So do you think Mimi would have been so infatuated with Oscar if he were broke? Face it: Oscar's money and the leisure it afforded them was a big factor in their codependency.

She was infatuated before she knew much about him, whether he was rich or not. If she paid attention to the newspaper he read on the bus, which she didn’t, she could have assumed he was an English-speaking foreigner. Oscar was her knight in the shining armor, a romantic embodiment of mature masculinity. Remember the look on Mimi’s face when the bus was leaving and later when she encountered him in the restaurant.
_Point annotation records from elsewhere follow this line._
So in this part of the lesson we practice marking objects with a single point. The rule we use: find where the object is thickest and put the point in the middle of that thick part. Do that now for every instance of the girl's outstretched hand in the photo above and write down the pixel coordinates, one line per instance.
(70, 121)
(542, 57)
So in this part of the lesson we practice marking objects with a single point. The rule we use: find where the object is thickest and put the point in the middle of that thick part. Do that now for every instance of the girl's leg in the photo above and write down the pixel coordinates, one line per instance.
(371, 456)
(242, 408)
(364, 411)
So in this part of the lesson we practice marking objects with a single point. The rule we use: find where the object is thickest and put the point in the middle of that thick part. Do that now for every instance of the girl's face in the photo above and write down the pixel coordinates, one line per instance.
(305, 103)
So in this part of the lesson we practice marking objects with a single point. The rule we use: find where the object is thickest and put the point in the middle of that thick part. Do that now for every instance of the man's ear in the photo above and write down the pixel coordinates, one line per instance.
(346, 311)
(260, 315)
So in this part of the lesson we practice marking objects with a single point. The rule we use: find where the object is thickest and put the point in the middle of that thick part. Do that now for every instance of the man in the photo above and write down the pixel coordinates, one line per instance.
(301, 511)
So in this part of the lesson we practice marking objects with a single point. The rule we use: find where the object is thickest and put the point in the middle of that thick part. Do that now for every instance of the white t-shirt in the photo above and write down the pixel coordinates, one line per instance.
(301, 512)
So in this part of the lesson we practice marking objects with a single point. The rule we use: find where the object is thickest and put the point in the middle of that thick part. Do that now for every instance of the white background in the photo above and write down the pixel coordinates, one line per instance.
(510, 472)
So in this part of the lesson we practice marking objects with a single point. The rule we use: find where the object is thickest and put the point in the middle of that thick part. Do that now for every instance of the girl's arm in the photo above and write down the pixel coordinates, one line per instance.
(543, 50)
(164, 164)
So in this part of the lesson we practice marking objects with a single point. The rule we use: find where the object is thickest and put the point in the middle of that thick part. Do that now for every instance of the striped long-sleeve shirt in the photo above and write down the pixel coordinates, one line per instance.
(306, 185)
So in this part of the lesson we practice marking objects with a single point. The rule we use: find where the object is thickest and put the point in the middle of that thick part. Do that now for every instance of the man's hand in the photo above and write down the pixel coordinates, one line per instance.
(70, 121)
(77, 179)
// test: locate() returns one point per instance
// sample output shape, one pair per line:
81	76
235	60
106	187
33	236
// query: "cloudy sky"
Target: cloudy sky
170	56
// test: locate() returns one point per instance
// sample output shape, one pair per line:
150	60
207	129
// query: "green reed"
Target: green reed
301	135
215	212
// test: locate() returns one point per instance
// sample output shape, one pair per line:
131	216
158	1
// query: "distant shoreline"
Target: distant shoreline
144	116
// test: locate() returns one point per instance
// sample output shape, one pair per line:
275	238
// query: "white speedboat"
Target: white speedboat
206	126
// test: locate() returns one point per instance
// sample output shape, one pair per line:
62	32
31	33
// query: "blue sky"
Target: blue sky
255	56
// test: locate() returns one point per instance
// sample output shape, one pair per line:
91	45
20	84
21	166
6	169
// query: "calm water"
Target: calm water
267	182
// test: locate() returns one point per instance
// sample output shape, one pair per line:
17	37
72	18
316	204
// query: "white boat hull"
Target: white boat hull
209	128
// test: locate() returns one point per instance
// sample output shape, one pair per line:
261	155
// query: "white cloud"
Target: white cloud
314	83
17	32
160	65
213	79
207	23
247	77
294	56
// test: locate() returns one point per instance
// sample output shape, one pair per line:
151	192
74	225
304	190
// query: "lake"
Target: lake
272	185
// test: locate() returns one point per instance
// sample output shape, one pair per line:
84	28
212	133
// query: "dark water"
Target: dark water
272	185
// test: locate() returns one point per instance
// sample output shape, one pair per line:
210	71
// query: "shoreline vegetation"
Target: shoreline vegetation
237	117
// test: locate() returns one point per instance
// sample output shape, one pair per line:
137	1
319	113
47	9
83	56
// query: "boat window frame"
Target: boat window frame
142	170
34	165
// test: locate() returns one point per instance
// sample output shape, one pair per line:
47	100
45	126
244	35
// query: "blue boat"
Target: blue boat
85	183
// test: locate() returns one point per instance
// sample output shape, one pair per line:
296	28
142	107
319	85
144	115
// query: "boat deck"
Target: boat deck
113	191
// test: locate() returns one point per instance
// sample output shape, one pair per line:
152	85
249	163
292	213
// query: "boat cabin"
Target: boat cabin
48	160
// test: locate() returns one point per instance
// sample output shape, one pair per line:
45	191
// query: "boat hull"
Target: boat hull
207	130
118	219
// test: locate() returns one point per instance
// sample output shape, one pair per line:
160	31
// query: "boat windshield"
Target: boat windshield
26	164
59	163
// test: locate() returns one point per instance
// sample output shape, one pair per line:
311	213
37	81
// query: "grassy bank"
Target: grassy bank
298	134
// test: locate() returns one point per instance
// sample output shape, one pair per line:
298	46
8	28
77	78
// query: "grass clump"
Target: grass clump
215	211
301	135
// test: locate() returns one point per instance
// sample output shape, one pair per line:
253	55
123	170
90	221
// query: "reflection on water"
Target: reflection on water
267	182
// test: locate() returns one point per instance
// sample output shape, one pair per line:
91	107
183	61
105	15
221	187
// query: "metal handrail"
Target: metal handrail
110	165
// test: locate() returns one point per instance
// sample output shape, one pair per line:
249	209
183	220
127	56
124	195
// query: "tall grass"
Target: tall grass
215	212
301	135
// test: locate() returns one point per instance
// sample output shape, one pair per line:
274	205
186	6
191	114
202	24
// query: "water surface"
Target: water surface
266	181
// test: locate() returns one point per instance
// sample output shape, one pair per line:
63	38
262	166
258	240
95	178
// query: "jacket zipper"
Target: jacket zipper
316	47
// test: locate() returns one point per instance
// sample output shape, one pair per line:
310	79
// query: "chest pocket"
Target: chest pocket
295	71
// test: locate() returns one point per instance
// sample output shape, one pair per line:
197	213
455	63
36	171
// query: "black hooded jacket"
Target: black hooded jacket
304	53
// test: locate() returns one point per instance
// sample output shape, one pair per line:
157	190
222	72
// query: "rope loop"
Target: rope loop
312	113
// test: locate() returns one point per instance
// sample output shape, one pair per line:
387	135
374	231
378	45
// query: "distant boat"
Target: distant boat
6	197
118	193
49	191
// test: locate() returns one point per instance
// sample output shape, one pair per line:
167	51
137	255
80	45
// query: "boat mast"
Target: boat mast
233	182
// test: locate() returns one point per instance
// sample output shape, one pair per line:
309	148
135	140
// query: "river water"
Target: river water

To her it was fate.

Broke? Why so extreme? I don’t think it'd make much of a difference in her feelings if he had to work for a living as a writer. Certainly, their relationship wouldn't have been 24/7 but it doesn’t mean it wouldn’t have been as emotionally intense. We didn’t see Oscar buying her lavish gifts or wine her and dine her; he still took cabs and lived in a regular 1-bedroom apartment in Montparnasse. Money gives us independence and freedom to do what we want not what we must and that’s the most alluring aspect of having it. Oscar’s life was about guilt-free self-indulgence but not Mimi's.

Remember when Mimi came back and told him about what she had to do for money when he left her stranded in Martinique?

She waited tables and did cabaret performances at the hotel. She was a waitress/aspiring dancer before she met Oscar so she fell back on her experience. I know plenty of struggling, wanna-be dancers in New York who work in nightclubs, restaurants, cabarets and similar jobs.

It's not hard at all to imagine Oscar hanging out with people Mimi's age. For most of the movie, at nightclubs and restaurants around town, he is doing precisely that.

Hanging out with young crowd to score is not the same as hanging out socially with younger people and your gf/bf for intellectual stimulation or conversation where there’s no sexual incentive. I can go to a club full of 21 y.olds and have fun but once I have a hot, young thing to myself, I wouldn’t be particularly interested in hanging out with his buddies or young chicks half my age. When in love with someone much younger we care about the intimacy we share and their life not some high school dilemmas of their friends.

As I said, I agree with most of the things you wrote but think that your perception of Mimi is too jaded. She really was in love and had dreams of "together forever". Her sexual and emotional devotion was a result of her all-consuming love and passion. Oscar knew how to bring it out; he got “Europeanized “after 8 years in Paris. Being older he knew himself all too well enjoying the relationship till his passion lasts. Oscar corrupted Mimi’s innocence and in a way she became a female predatory imitation of Oscar.

I’ve been on both sides of the equation and I can definitely say that the younger we are the more we tend to have an idealized vision of the relationships' future because we don’t have enough experience to compare. At Mimi’s age nothing is impossible, the world is your oyster and you can still make mistakes and bounce back. Unfortunately she was so emotionally destroyed that her self-preservation switched to self-destruct. She also had an addictive personality and love was her drug of choice.


Re: What did Mimi see in Oscar

I agree that love was her drug of choice, she just loved him TOO much.

Re: What did Mimi see in Oscar

I think from the moment Mimi met Oscar in the bus, she believed she experienced love at first sight while Oscar feel the same in the beginning, but then Mimi took the relationship seriously while Oscar think of her merely as some kind of disposable pleasure.